The brand is dead—but its creators may remain influential in tech
Now Pebble is confirming that the buyout actually means the end for the brand.
An announcement on the company’s Kickstarter page reads: “Fitbit has agreed to acquire key Pebble assets. Due to various factors, Pebble can no longer operate as an independent entity, and we have made the tough decision to shut down the company. The deal finalized today preserves as much of Pebble as possible.”
Which doesn’t seem to be much. The announcement goes on to say, “Pebble is ceasing all hardware operations. We are no longer manufacturing, promoting, or selling any new products. Active Pebble models in the wild will continue to work.”
Without any support for its users, presumably—bad news for consumers of the not-inexpensive smartwatches.
Fitbit said in a statement last week that the purchase excludes Pebble’s hardware.
So what is Fitbit buying?
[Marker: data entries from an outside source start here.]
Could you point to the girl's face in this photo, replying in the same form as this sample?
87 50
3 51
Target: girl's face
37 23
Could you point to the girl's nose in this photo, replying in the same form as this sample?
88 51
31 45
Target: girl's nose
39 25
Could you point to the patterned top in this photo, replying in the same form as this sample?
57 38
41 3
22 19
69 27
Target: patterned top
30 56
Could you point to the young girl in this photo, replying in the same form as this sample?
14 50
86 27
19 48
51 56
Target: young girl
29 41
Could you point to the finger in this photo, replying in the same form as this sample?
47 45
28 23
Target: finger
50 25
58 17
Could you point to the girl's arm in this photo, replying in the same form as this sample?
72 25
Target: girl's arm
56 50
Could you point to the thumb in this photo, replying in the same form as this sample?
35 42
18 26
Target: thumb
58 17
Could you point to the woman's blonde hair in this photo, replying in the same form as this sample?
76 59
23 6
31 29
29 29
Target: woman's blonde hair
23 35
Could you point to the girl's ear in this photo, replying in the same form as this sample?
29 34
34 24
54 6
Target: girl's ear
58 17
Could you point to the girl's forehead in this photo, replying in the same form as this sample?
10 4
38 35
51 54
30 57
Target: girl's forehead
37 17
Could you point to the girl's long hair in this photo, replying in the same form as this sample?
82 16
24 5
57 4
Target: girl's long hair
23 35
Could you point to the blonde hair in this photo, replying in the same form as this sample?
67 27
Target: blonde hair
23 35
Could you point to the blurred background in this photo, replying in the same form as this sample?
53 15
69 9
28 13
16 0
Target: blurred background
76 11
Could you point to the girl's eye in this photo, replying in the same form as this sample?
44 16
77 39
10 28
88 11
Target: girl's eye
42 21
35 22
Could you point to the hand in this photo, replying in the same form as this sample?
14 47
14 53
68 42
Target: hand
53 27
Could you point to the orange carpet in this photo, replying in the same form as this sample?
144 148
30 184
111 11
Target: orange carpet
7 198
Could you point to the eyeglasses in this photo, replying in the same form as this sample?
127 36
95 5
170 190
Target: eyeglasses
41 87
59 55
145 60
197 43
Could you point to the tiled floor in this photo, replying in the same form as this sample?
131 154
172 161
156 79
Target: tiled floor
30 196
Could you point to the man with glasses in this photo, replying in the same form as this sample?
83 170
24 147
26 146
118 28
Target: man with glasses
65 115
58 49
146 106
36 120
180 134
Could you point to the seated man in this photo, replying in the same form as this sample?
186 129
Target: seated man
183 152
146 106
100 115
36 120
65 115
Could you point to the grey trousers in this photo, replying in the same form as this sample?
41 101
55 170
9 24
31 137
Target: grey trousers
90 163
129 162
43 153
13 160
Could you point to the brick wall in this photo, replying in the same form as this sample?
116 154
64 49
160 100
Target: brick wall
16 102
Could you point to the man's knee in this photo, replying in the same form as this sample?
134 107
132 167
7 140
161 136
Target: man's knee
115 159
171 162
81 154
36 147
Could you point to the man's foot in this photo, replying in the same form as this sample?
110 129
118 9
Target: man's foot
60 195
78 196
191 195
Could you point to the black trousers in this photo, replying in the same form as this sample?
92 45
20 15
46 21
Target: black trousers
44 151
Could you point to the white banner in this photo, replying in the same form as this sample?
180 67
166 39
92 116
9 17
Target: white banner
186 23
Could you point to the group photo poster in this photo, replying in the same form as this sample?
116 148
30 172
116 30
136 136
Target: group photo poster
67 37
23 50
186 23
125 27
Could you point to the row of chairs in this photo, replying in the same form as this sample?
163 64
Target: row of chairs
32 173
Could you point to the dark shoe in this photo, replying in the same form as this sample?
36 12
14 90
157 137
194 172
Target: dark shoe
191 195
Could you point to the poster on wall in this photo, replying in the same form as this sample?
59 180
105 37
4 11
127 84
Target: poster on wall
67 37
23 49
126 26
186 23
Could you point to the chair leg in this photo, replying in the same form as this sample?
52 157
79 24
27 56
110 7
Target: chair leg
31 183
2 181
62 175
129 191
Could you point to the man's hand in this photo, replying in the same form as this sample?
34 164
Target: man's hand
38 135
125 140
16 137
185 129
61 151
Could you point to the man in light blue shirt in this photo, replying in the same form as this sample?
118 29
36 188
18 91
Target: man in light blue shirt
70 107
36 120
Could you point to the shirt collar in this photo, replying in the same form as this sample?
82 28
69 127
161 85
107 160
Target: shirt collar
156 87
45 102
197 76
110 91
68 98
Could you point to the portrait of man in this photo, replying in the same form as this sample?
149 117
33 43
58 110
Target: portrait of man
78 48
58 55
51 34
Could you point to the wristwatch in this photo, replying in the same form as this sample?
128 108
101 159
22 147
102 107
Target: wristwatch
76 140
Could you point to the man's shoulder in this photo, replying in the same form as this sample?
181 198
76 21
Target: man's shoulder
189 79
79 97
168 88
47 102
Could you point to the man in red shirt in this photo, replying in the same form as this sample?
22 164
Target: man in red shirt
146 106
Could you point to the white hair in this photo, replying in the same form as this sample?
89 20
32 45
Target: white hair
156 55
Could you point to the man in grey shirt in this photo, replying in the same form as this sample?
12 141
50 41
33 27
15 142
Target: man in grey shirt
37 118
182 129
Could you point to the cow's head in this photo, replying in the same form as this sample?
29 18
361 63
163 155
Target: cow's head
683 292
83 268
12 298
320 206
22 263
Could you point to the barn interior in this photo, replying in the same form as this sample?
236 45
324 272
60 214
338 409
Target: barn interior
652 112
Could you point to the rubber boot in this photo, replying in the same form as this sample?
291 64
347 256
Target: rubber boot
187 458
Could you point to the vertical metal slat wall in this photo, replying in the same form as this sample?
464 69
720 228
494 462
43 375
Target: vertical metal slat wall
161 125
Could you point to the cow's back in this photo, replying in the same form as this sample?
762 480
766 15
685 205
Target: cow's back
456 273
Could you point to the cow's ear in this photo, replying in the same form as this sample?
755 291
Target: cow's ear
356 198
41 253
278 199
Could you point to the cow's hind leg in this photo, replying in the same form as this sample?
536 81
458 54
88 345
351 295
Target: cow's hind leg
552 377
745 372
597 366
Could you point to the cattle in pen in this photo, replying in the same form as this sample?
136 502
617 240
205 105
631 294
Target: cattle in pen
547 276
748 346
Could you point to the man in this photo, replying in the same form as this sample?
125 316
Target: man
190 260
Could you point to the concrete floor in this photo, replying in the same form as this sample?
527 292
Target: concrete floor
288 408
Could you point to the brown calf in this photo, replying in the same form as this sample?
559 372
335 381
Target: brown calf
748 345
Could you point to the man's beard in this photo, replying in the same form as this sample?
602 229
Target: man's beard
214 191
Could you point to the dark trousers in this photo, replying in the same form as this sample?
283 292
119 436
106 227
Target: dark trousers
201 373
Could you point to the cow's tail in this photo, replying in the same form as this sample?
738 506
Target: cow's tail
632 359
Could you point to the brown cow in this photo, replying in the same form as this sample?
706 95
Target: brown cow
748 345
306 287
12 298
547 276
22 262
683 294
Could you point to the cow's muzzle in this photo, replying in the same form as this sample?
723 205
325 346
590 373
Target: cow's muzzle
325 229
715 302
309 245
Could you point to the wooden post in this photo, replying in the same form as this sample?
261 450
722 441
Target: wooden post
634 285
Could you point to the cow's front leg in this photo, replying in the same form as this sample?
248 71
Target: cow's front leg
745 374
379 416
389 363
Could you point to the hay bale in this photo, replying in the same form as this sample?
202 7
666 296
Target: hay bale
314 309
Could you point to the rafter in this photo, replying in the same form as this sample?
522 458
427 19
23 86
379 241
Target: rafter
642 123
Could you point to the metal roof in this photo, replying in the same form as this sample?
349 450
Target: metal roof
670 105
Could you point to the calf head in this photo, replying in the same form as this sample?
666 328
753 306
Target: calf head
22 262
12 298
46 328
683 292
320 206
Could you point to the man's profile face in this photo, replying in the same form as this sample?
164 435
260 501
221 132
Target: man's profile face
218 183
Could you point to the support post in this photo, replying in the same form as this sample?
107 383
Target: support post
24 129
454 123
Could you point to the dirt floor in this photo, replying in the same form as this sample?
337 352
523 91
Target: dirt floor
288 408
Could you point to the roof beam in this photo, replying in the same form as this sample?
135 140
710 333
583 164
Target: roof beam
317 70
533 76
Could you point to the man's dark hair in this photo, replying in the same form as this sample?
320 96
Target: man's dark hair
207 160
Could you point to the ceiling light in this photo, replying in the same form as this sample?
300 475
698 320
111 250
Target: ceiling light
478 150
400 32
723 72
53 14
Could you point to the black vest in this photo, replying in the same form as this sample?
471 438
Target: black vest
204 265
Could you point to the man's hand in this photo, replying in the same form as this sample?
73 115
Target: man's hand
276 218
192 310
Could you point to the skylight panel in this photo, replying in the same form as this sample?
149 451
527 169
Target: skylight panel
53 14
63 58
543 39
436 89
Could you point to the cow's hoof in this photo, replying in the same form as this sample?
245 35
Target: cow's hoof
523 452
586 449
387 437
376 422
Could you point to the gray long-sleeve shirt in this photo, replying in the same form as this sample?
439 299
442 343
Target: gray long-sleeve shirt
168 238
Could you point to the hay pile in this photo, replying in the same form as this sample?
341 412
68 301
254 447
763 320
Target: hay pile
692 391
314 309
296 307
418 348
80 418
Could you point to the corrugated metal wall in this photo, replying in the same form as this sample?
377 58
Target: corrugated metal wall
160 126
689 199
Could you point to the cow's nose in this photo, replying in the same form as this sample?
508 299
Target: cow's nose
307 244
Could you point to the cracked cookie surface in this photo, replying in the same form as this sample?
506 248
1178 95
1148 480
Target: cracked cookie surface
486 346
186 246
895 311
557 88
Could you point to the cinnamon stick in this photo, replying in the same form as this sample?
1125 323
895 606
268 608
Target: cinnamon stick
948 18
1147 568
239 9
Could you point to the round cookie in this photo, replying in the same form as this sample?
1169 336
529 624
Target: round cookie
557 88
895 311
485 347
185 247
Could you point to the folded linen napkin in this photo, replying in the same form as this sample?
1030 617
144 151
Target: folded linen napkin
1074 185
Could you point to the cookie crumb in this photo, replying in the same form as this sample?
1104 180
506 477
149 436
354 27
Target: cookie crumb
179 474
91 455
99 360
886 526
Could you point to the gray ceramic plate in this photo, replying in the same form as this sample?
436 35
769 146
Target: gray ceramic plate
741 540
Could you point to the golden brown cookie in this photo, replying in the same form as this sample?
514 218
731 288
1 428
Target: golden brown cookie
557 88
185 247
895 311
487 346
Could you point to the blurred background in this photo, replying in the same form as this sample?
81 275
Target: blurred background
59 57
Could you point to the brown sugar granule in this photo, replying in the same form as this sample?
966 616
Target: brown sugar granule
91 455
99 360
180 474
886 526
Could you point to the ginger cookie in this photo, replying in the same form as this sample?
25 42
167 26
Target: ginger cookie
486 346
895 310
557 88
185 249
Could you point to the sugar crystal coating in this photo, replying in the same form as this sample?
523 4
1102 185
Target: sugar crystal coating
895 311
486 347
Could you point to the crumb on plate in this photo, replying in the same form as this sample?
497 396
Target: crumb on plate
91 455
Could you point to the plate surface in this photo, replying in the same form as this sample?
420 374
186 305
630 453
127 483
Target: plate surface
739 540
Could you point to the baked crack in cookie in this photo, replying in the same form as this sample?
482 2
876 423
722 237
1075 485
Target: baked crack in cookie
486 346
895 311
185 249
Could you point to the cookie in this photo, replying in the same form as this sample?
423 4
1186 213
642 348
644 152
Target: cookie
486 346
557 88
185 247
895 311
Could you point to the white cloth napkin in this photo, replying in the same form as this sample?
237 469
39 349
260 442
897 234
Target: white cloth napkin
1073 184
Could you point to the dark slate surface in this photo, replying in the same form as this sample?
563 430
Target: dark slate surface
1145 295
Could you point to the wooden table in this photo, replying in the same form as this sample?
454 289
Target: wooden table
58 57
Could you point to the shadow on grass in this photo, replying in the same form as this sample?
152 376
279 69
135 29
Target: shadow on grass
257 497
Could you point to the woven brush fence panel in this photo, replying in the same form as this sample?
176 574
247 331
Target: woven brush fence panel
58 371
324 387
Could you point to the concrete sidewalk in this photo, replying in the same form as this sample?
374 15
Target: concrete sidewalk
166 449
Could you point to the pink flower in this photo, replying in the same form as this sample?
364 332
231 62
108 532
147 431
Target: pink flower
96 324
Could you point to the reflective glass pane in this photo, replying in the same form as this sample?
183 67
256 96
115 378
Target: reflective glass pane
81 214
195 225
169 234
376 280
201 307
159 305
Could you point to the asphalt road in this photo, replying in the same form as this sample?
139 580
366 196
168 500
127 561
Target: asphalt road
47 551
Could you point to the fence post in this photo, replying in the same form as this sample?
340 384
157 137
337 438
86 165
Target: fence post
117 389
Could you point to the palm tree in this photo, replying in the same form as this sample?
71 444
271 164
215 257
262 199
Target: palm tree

Pebble’s software engineers and testers, according to Bloomberg, along with “intellectual property such as the Pebble watch’s operating system, watch apps, and cloud services.”
Fitbit didn’t disclose the price of the deal, but Bloomberg’s (unnamed) sources, who are close to the company, said it was less than $40 million and that “Pebble’s debt and other obligations exceed that.”
Around 40 percent of Pebble staff have received job offers from Fitbit in the past week—and Eric Migicovsky, Pebble’s CEO, will be rejoining start-up incubator Y Combinator as a partner, “advising early-stage companies on hardware development,” according to Bloomberg.